Craindroit-on que les Juifs n’abusassent de ces faveurs, & qu’un jour le serpent ne blessât le sein qui l’auroit ranimé ? On leur reproche d’avoir excité plusieurs séditions dans les premiers siecles de l’ere chrétienne ; c’étoit la triste suite des rigueurs exercées contr’eux : oublions des crimes qui nous rappellent les nôtres. Le peuple ne s’agite jamais que pour sortir de la misere ; quand on lui permet de goûter en paix les fruits de son travail, quand on ne combat ses erreurs qu’avec les armes de la persuasion, il n’est pas factieux. L’État n’a point de convulsions à redouter, & nos paisibles Israélites n’ayant plus le goût du prosélytisme, ni le génie turbulent des Sectaires, il sera toujours facile de les maintenir dans la dépendance.
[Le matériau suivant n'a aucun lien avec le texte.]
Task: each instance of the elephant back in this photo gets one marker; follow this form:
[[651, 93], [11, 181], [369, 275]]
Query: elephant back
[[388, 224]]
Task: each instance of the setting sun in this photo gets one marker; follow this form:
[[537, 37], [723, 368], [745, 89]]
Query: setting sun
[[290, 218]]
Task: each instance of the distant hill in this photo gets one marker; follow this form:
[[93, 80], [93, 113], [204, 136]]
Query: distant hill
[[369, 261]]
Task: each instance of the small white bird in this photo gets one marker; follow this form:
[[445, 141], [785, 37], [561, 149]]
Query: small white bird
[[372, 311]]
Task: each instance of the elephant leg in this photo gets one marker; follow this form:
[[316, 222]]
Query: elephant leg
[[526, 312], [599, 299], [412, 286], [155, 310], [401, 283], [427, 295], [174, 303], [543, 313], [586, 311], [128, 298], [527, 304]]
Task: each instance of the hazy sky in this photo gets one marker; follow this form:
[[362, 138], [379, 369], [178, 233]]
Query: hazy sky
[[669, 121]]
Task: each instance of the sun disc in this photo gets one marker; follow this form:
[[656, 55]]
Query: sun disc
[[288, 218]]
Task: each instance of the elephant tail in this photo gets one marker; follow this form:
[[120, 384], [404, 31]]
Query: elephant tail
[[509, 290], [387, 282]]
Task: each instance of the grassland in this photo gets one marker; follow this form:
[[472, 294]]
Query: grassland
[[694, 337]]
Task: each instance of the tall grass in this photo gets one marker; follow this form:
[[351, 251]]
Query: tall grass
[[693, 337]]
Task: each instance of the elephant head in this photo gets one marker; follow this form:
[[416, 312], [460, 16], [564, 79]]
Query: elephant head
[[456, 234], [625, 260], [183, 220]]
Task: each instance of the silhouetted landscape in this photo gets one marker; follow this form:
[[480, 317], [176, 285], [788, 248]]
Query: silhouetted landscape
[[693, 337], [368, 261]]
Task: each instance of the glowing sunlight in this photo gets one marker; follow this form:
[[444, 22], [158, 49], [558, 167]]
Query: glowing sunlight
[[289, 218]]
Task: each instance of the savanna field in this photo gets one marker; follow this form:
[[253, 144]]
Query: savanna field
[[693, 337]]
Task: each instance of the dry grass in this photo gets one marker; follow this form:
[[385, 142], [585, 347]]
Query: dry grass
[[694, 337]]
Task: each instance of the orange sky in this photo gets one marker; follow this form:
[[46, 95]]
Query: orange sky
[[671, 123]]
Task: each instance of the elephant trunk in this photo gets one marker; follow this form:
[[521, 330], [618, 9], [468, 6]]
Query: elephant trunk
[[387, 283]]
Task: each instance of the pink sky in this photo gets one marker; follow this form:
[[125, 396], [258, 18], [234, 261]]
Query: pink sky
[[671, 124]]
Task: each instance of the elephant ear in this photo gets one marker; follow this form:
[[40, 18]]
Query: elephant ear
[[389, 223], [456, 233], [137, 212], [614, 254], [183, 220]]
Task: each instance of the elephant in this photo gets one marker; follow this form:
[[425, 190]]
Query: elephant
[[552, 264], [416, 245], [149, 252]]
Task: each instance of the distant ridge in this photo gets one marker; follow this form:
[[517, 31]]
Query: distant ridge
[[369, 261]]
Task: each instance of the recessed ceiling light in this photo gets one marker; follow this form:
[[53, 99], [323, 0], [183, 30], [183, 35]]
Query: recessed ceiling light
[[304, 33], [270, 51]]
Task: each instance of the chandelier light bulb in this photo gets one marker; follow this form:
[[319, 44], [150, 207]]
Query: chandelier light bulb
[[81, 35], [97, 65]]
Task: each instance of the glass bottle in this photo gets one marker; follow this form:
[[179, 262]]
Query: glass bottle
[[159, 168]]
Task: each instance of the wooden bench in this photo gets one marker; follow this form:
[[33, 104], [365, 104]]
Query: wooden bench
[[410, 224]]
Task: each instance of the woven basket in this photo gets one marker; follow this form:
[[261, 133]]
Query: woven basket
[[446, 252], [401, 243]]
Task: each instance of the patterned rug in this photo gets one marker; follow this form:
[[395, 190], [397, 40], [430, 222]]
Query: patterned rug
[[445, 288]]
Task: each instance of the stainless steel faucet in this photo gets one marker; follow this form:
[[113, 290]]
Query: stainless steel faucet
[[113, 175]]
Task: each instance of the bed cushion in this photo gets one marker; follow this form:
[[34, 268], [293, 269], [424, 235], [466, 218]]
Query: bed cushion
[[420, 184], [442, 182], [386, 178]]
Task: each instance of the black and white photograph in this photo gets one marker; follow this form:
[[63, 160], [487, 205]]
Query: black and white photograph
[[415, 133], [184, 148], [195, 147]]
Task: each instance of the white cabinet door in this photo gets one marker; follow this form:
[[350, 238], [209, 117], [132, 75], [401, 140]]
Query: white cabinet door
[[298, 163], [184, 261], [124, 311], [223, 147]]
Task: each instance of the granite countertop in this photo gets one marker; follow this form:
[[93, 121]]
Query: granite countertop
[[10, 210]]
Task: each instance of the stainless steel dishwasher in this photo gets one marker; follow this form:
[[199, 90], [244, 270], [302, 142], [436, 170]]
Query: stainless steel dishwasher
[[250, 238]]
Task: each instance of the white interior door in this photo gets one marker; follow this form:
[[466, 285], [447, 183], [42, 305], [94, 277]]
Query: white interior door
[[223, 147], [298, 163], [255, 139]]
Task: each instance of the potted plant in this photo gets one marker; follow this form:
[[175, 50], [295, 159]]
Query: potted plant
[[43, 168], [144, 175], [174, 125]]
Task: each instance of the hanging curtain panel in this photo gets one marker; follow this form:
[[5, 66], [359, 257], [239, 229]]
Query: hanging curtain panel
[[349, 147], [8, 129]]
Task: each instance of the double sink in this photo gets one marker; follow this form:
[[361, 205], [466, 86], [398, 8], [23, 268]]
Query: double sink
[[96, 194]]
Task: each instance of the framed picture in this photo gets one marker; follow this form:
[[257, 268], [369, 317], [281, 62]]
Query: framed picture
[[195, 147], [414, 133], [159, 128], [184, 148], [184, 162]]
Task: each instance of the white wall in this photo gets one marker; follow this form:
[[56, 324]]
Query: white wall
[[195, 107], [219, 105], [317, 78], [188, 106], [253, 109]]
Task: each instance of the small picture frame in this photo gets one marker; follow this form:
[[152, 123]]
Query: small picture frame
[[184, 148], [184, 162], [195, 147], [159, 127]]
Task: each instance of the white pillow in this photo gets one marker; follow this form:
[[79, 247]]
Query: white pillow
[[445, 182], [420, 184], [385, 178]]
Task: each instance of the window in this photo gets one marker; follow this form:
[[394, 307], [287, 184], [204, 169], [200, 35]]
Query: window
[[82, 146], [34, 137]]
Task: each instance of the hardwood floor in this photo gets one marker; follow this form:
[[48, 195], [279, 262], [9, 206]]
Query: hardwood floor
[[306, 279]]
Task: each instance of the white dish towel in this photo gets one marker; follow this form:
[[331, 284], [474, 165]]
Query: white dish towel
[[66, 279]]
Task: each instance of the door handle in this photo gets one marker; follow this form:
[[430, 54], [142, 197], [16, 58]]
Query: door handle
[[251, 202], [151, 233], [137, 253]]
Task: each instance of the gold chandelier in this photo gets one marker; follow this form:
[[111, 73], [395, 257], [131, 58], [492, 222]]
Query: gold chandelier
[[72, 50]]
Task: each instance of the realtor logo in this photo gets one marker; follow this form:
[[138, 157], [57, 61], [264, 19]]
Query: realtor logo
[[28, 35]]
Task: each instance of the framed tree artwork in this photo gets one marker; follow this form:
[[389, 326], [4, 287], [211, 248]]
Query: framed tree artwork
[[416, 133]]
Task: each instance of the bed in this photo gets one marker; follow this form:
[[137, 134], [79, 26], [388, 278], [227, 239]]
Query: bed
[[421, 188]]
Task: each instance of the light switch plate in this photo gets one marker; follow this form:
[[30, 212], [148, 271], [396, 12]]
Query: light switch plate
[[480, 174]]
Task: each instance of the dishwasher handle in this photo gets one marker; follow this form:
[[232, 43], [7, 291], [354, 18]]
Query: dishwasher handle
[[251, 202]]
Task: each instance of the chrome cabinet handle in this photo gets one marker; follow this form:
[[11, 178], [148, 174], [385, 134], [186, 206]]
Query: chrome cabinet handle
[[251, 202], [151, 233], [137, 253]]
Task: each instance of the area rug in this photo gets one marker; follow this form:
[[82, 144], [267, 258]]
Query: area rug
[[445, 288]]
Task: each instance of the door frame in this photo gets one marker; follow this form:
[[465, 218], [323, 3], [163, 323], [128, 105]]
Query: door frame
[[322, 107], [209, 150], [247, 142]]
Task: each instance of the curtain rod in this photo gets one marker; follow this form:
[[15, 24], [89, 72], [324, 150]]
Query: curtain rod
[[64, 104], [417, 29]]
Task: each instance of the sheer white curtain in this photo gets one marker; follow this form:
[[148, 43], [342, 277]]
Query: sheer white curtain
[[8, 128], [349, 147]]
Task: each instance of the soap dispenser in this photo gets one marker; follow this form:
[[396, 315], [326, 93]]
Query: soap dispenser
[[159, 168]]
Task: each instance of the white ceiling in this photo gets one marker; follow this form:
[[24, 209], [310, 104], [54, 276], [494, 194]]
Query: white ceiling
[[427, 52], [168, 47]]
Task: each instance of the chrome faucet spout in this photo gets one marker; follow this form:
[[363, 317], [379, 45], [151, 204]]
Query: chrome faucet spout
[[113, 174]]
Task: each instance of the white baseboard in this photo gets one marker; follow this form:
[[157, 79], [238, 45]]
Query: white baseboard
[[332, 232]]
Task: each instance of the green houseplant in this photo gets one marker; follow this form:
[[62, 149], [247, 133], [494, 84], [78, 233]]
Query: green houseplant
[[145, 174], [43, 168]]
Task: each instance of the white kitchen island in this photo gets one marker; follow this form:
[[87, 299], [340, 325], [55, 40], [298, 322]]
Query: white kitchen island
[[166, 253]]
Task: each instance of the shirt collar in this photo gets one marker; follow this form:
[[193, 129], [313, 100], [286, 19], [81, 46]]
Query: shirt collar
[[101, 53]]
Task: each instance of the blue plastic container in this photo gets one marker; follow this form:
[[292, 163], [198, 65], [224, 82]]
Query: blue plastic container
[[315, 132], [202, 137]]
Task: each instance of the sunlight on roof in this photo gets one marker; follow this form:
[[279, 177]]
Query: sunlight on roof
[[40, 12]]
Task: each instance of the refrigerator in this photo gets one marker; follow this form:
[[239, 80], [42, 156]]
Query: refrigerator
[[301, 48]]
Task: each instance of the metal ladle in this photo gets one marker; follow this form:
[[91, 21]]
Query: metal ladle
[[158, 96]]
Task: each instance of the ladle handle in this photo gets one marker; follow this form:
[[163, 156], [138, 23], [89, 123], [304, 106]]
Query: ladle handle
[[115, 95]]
Qu’on nous montre dans la constitution morale des Juifs, quelque chose qui s’oppose à une forme de gouvernement quelconque ; le choix des moyens pour régénérer ce peuple, est la seule chose qui embarrasse les Souverains ; car tous desirent cette réforme. Trop long-temps ils se sont privés de l’industrie d’un peuple qui, bien dirigé, eût avancé le regne de la prospérité publique. Le citoyen sensé s’écrie depuis long-temps : pourquoi faut-il que la maison du Juif, mon voisin, m’offre un individu proscrit ? Donnez-moi dans sa personne un être utile qui, partageant avec moi les charges & les avantages de citoyen, puisse alléger mon fardeau, & avoir part à ma tendresse.



(1) Justi lipsii Politicorum, liv. 4, chap. II, note 12, édit. de Strasbourg, 1741.

(2) Decretali. Greg. IX, liv. 5, tit. 6, chap. IX.

(3) Plaindre les errans, prier pour eux, les aimer, les servir, fraterniser avec eux, afin de les conquérir à la vérité, à la vertu ; voilà des textes très-catholiques poux parler avec effusion à tous les cœurs. Un prêtre s’applaudit de remplir, autant qu’il est en lui, un devoir si doux. D’après cela, devois-je m’attendre à trouver des gens qui se scandaliseroient de mon intimité avec des Protestans, des Quakers, des Juifs, &c ? On doit, suivant l’évangile, ménager les foibles ; mais doit-on des ménagemens aux méchans et aux sots ? Malades qui avez la jaunisse, verrez-vous toujours jaune ? Comme vous êtes, à cinq ou six cents ans en arriere de vos contemporains, je vous répondrai quelque jour dans mon épitre aux gens du douzieme siecle ; nous y parlerons de personnages qui valoient mieux que vous et moi ; des liaisons de Bossuet avec Bullus, Claude et Burnet ; d’Érasme avec les prétendus réformateurs ; de St. Basile avec un médecin juif ; de St. Jérôme, obligé de se justifier sur ses relations familieres avec les Hébreux, et répondant avec autant de raison que de véhémence, pour faire l’éloge de son maître Barabanus, &c. &c. &c.